There’s a good (if a little hard-to-read) post up at Common Dreams on the backing off of Whole Foods et al. against Monsanto’s pushing of genetically modified organisms (GMOs).

Related topics also discussed include Whole Foods’ customer deception when it comes to “natural” vs. “organic,” the effects of GMO labeling in Europe, and how Citizens United might affect food legislation.

I think the author’s absolutely got the following right:

Perhaps even more fundamental to Organic Inc.’s abject surrender is the fact that the organic elite has become more and more isolated from the concerns and passions of organic consumers and locavores.

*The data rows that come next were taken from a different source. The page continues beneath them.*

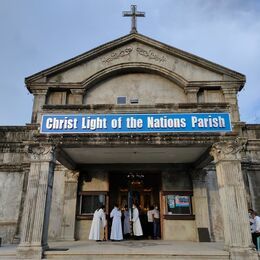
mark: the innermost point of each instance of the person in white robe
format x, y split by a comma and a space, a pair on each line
137, 228
98, 223
116, 229
127, 227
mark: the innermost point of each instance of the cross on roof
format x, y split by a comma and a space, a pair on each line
133, 13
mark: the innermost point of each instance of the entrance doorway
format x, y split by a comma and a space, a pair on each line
141, 188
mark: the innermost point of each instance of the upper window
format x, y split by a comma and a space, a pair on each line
178, 205
121, 100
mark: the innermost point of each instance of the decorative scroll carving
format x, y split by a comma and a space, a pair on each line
72, 176
199, 175
228, 150
117, 55
42, 153
150, 55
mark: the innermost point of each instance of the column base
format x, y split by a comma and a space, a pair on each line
30, 251
243, 253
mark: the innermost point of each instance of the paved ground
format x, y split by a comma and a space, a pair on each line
130, 247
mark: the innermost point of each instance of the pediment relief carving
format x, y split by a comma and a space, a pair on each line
133, 48
137, 53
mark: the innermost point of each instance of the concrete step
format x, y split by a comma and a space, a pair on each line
145, 249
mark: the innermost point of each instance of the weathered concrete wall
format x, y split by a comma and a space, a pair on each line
215, 212
251, 164
11, 186
13, 167
57, 205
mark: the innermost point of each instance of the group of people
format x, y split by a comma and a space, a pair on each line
254, 221
116, 234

I think we, as a people, are less powerless than the author makes us sound. As long as we take the attitude that we can’t possibly defeat their anonymously-shared, potentially-endless dirty publicity money, we’re not going to be able to accomplish much. At the local level, however, the hijinks simply cannot be kept up for long. Furthermore, I think this is an example of something where consumer choices can actually make a big difference. I’m loath to put my faith in the power of consumer demand. At the same time, I’m heartened by how much consumer demand has already changed the market. I suppose we’ll see what happens.

(I am the first to admit the following also sometimes applies to me: if we’re going to reach the American public, we’re going to have to work a little harder to make a more coherent argument!)